Great book December 15, 2008 0 out of 1 found this review helpful
Beautifully written, heartbreaking and haunted. The story of the dynamic of a cobbled family and the errors that tear it asunder. Speaks of the growth and stunt of living through tragedy. One of the best books I've read in years.
Murky Parallels, Marvellous Prose November 14, 2008 1 out of 1 found this review helpful
Divisadero consists of two separate stories connected by the slenderest of threads. The first story, told in the first half of the book, is about two sisters, Anna and Claire, raised by a widowed farmer in Northern California. Their father has also taken in Coop, the orphaned son of some neighbors. When the girls are sixteen and Coop nineteen, an event occurs that shatters the family into separate pieces. We follow Coop and Claire into their adult lives, where their stories simply peter out.
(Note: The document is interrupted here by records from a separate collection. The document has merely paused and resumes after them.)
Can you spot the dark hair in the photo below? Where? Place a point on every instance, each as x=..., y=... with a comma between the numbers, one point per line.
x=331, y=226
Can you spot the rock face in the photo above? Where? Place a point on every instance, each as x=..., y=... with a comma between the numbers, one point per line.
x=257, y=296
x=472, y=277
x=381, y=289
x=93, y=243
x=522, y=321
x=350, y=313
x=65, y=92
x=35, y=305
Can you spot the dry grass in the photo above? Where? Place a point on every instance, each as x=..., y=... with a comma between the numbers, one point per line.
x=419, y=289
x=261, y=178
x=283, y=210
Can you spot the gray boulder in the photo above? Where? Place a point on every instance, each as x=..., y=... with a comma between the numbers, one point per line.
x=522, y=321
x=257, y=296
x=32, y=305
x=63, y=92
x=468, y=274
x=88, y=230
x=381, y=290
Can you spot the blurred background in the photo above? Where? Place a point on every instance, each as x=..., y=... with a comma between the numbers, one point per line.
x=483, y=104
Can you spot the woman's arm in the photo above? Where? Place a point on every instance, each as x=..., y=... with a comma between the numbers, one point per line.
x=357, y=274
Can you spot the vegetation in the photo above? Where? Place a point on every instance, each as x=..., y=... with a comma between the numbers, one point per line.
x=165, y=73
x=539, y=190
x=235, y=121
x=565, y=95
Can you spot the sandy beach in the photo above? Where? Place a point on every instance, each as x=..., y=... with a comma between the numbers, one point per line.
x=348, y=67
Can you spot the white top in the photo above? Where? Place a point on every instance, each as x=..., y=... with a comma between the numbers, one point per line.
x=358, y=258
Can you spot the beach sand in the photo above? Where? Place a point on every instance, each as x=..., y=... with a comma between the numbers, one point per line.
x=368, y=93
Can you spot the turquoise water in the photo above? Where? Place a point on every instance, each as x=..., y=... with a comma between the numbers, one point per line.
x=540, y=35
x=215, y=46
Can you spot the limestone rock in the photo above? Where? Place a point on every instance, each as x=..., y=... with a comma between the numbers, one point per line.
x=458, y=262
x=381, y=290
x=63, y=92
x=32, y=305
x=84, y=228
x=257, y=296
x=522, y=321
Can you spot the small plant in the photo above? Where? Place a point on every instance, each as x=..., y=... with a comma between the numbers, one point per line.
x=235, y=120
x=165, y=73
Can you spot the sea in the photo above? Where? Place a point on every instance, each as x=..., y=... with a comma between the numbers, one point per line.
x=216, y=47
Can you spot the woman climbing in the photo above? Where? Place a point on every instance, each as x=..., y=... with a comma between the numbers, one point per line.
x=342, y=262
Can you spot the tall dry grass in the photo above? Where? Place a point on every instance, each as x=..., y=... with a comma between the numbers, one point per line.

Anna becomes a scholar, and journeys to rural France to research the life of an obscure writer, Lucien Segura. There she meets Rafael, a gypsy who when he was a little boy knew Segura as an old man. Anna then fades into the background as the story reels backward, into Segura's youth, his experience during World War I, his period of fame and his flight from fame. The book ends with Segura's death, a beautifully wrought meditation on what part of a self is always with us, and what part is made by the ties we form with the outside world.
Why did the author put these two largely unrelated stories together in one novel? He gives us allusive symbols to discover and ponder - blue tables turn up in both stories, glass shards, damaged eyes. We get some tantalizing hints by examining the character's lives: that each life contains a storyline whose meaning we are constantly puzzling out or surprised by; that competence in our craft is our main defense against chaos; that a need to shape and inhabit our own narrative cuts across time and culture. The act of puzzling out what Ondaatje is getting at resonates with our own efforts to puzzle out the paradox of existing complete within our selves but incomplete without others.
All of the main characters are men and women of few words, so it is Ondaatje's authorial voice that creates the "vivid and continuous dream" necessary for captivating fiction. The style is rich, resonant and filled with marvelously observed details of the French and California countrysides. Even if this novel doesn't resolve its plot or yield up its meaning in the conventional way, the skill that went into its creation make the reading of it always engaging and often exhilarating.